After Nice, there’s a new global mood of despondency. Don’t give in to it

RASHMEE ROSHAN LALL July 18, 2016

tunisia-france flagsCan we be safe anywhere any more, wail some Tweeples after a lonesome petty thief used a 19-tonne truck to mow down 84 people in Nice. Facebook turned uncharacteristically teary and down-hearted. It had to be a sign of depression that profile photos didn’t change en masse to the Tricolor in solidarity with France. Nice didn’t trend as a topic. Like abused children, have we cried ourselves dry? Are we numbed by the percussive drumbeat of news – full of bloody attacks, weeping people and subsequent calls to “war”?

Newspaper columnists around the world shake their heads at our collective agony of insecurity. “The slaughter in Nice is a reminder that security in our daily lives is an increasingly rare commodity anywhere we live,” laments Joel Dreyfuss in The Washington Post. He gloomily adds for good measure: Henceforth, caution will be “the new normal”. For, we are engaged in “a pop-up war that we don’t know how to end.”

Finally, and most depressingly perhaps, there is this stark assessment from French prime minister Manuel Valls. Despite being a Frenchman, he seemed to be proposing two peculiarly British solutions: Keep calm and carry on and keep a stiff upper lip. This is what Mr Valls said: “Times have changed, and we should learn to live with terrorism. We have to show solidarity and collective calm.”

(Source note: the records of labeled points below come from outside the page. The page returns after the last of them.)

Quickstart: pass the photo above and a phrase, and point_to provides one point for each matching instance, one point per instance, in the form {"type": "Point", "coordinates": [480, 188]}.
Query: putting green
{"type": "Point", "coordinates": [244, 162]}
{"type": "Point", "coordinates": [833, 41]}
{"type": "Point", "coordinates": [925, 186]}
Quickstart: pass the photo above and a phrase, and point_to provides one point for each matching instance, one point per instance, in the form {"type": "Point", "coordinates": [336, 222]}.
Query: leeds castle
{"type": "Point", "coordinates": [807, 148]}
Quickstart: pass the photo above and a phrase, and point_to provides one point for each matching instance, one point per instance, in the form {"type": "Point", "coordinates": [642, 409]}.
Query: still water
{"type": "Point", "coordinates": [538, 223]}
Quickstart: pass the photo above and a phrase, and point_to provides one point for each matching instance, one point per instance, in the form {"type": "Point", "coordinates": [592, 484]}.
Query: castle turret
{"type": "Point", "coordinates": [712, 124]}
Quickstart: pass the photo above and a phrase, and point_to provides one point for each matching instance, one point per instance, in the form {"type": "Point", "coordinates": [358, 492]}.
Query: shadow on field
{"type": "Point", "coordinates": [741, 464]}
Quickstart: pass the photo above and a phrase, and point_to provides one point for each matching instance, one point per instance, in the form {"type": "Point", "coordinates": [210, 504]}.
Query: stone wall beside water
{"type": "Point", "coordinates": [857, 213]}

To many it sounded like resignation, grim acceptance that the world can be a scary global village. One in which the man next door might have travelled thousands of miles to get here, lived quietly for years, then suddenly become a mass murderer. The French prime minister didn’t say so in so many words but the use of a truck in Nice points to a terrifying redefinition of the terrorist attack – it has been reduced to ‘proto’ form, the most basic construct possible to spread the maximum amount of uncontrollable terror.

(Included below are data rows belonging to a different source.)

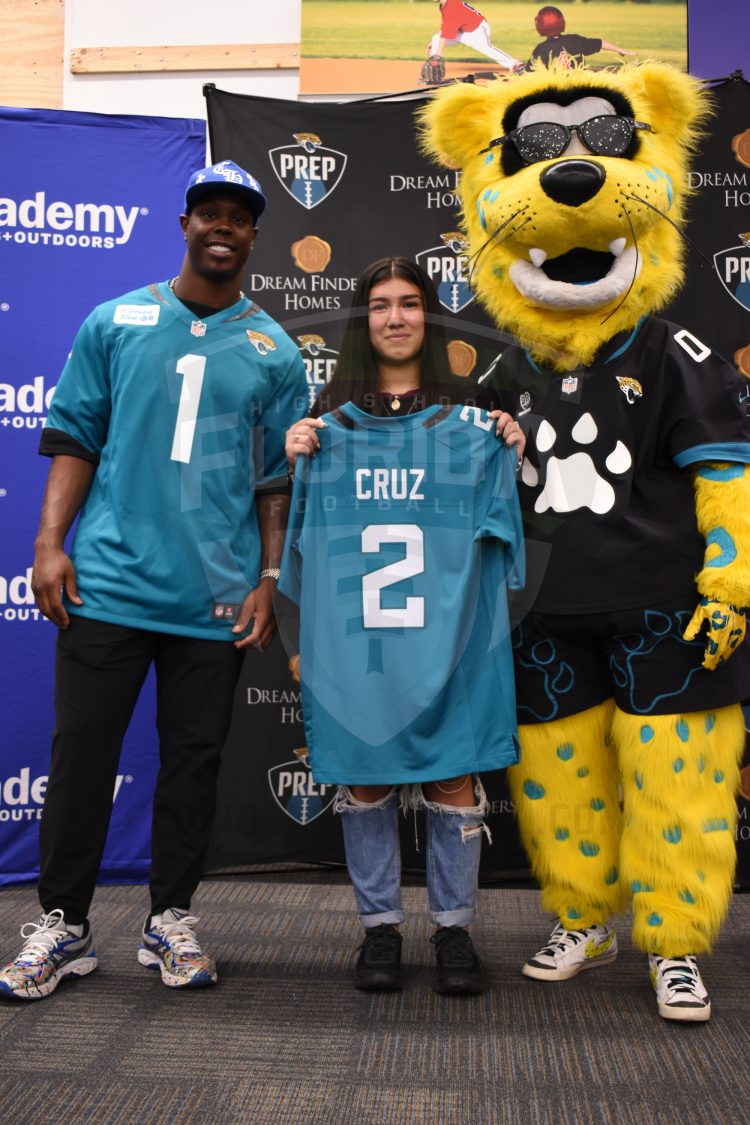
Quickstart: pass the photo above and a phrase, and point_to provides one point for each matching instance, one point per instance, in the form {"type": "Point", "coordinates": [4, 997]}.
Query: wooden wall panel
{"type": "Point", "coordinates": [32, 53]}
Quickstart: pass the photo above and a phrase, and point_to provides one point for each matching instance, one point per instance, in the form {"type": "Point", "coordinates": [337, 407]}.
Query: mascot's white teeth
{"type": "Point", "coordinates": [543, 291]}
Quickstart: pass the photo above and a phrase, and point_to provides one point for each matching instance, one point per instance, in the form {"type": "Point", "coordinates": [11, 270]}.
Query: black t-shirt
{"type": "Point", "coordinates": [606, 487]}
{"type": "Point", "coordinates": [575, 46]}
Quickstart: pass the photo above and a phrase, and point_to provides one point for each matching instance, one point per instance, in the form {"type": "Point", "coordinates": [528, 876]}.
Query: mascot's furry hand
{"type": "Point", "coordinates": [433, 72]}
{"type": "Point", "coordinates": [726, 627]}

Nice killer Mohamed Lahouaiej Bouhlel, 31, has re-made the terrorist attack for the age of maximum security. He has forced it to evolve downwards – from the use of sophisticated technology to the magnificent simplicity of mundane everyday instruments, such as a truck, to kill ever-larger numbers of people.

We can’t ban trucks. Or cars. Or pans of hot oil. What’s to prevent a quiet skivvy at a kebab shop somewhere, from attacking customers with this deadly weapon one weekday night? We can’t legislate against cooking gas cylinders, lighters and matchboxes. What’s to stop some Disaffected Generic Attacker somewhere from throwing them into a crowded theatre?

The extremist group ISIS, which gleefully claimed Bouhlel, Nice’s Franco-Tunisian nemesis, as a “soldier”, correctly identified the truck weapon as a “new tactic”. It might better be called an evolutionary revolution. The mundane tool of murder can never be eliminated. No security training can ever prevent such an attack. There is no way to plan for runaway trucks or pans of hot oil.

And there’s little that can be done to forestall the murderous intentions of a troubled loner who may have been spurred to attack for reasons unconnected to any creed or principle, and then proceeds to do so without training or resources.

As Mr Vall’s cabinet colleague, France’s Interior Minister Bernard Cazeneuve put it: “We are now facing individuals who are responding positively to the messages issued by the Islamic State without having had any special training and without having access to weapons that allow them to commit mass murder.”

And yet another Frenchman, Defense Minister Jean-Yves Le Drian: “Even if Daesh (ISIS, Islamic State) doesn’t do the organizing, Daesh inspires a terrorist spirit…”

So, should we just accept that we live in the age of neverending terror?

No. Because the ISIS/Al Qaeda ideology of violence rests on a tripod of grievances:

  • Western hypocrisy on human rights, as seen in nearly 70 years of Palestinian suffering
  • Western support for authoritarian regimes in the Muslim world
  • The 2003 invasion of Iraq and the subsequent abuse and disrespect of Iraqi prisoners

Add to these the anguished disconnect that may be felt by a European national or resident of non-European ethnicity with his inevitable clutch of personal stories about discrimination.

None of these issues are easily addressed. But I still believe that an honest reassessment of the Palestinian issue and a determined international move to secure justice for them will start the process of healing. It will at least begin to drain the suppurating wound.